Lead
Mizuho has trimmed its price target on Prudential Financial to $113.00 from $126.00 while keeping a Neutral rating on the insurance company. Prudential shares were trading around $102.18 and the company carries a price-to-earnings ratio of 10.28. The stock experienced a recent decline of 4.65% over the prior week.
Trigger for the downgrade
The move follows Prudential's decision to suspend new sales at Prudential of Japan (PoJ) for 90 days. The suspension was instituted in response to previously disclosed incidents of employee misconduct related to inappropriate investment solicitations. Management has estimated the operational pause will lower pretax earnings by $300-350 million.
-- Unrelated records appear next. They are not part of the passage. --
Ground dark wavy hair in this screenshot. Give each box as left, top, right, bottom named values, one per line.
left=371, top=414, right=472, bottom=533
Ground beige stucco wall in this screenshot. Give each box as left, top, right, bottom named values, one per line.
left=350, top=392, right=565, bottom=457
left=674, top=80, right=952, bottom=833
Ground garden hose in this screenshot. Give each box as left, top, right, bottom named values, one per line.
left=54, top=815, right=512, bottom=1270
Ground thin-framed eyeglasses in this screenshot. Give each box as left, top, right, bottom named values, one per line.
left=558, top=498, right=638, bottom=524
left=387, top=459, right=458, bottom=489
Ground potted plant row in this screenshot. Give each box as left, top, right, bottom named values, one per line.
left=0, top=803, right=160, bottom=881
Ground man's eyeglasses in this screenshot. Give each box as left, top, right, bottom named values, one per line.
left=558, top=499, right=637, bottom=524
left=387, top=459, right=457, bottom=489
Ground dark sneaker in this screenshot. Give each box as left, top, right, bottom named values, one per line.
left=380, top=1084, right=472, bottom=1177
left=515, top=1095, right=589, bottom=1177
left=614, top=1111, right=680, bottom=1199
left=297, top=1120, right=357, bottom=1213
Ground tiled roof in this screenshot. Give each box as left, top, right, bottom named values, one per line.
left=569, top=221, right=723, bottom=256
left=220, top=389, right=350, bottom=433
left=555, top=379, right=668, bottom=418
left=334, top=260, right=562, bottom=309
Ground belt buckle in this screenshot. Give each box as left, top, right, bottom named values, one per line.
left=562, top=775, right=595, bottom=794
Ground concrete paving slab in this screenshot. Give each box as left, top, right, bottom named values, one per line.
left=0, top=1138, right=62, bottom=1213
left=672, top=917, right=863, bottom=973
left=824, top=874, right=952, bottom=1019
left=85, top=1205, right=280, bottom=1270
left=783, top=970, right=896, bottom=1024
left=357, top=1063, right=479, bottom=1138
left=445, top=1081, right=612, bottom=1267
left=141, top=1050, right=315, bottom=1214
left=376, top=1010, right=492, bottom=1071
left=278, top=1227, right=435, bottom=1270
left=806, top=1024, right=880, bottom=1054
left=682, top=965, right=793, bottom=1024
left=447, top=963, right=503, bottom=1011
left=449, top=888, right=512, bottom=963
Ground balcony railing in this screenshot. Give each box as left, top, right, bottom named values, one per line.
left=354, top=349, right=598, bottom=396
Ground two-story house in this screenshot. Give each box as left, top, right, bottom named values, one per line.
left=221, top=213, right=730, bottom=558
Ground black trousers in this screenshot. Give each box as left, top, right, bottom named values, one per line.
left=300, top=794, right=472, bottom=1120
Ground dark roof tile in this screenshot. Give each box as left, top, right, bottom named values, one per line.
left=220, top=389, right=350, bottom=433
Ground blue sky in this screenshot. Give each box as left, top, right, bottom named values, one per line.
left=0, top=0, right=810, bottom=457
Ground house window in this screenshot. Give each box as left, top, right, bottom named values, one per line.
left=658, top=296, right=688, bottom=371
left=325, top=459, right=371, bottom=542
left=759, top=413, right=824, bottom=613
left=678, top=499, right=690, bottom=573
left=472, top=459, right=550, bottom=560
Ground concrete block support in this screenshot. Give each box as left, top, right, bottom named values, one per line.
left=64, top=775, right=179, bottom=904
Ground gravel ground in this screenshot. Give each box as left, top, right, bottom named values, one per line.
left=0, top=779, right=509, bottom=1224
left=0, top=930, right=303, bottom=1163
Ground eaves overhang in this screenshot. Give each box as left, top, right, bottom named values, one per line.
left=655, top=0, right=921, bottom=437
Mizuho's analysis indicates the sales suspension will subtract about $0.70 from earnings per share, with the impact concentrated in the first half of 2026 but with lingering effects through the remainder of 2026 and into 2027.
Updated earnings and valuation outlook
Reflecting the disruption in Japan, Mizuho reduced its 2026 earnings estimate for Prudential by 6% to $14.00 per share. The bank attributes roughly 80% of that reduction to the PoJ sales suspension. For 2027, Mizuho trimmed its EPS forecast by 3%, citing slower asset under management growth, weaker net flow assumptions, and continued elevated policy surrenders in Japan tied in part to yen weakening.
Despite the lower price target, Mizuho noted that the $113.00 objective still implies about a 15% potential return from current levels and therefore retained its Neutral stance. However, the firm pointed to earnings revision headwinds for 2026 and 2027, and its estimates now sit approximately 4% and 1% below consensus for those respective years.
Dividend, valuation and additional metrics
The company currently offers a dividend yield of 5.48% and has maintained dividend payments for 25 consecutive years, a consistency that may provide some income stability amid operating challenges. A fair value assessment referenced in available data suggests the stock is slightly undervalued relative to that metric.
Other analyst and company activity
Separately, BMO Capital has reiterated an Underperform rating on Prudential Financial, highlighting concerns about the company's Japan operations amid macro volatility and regulatory attention. On the product and distribution side, Prudential Advisors has enhanced its lead management program by integrating artificial intelligence and data science to bolster customer insights and conversion potential.
Prudential Financial has also realigned senior leadership, with key leaders now reporting directly to CEO Andrew Sullivan. Phil Waldeck was named executive vice president and head of Prudential’s U.S. businesses, effective February 2, 2026. In addition, Mizuho has initiated coverage on the company with a Neutral rating, pointing to Prudential's strong positioning in the retirement market and highlighting its retirement product suite and wholly owned asset manager, PGIM, as strategic strengths.
Japan-specific operational actions and timing
Prudential of Japan announced that the 90-day suspension of new sales activities will begin on February 9, 2026. The company said the pause is intended to enable comprehensive adjustments to operations, organizational structure, and governance following the employee misconduct incidents.
Bottom line
Mizuho's reduced price target and lowered earnings forecasts reflect a material near-term earnings hit from the Prudential of Japan sales suspension and the knock-on effects to asset growth and surrender behavior. While dividend continuity and retirement market positioning are cited as offsets, the firm retained a Neutral rating amid what it describes as near-term revision risk for 2026 and 2027.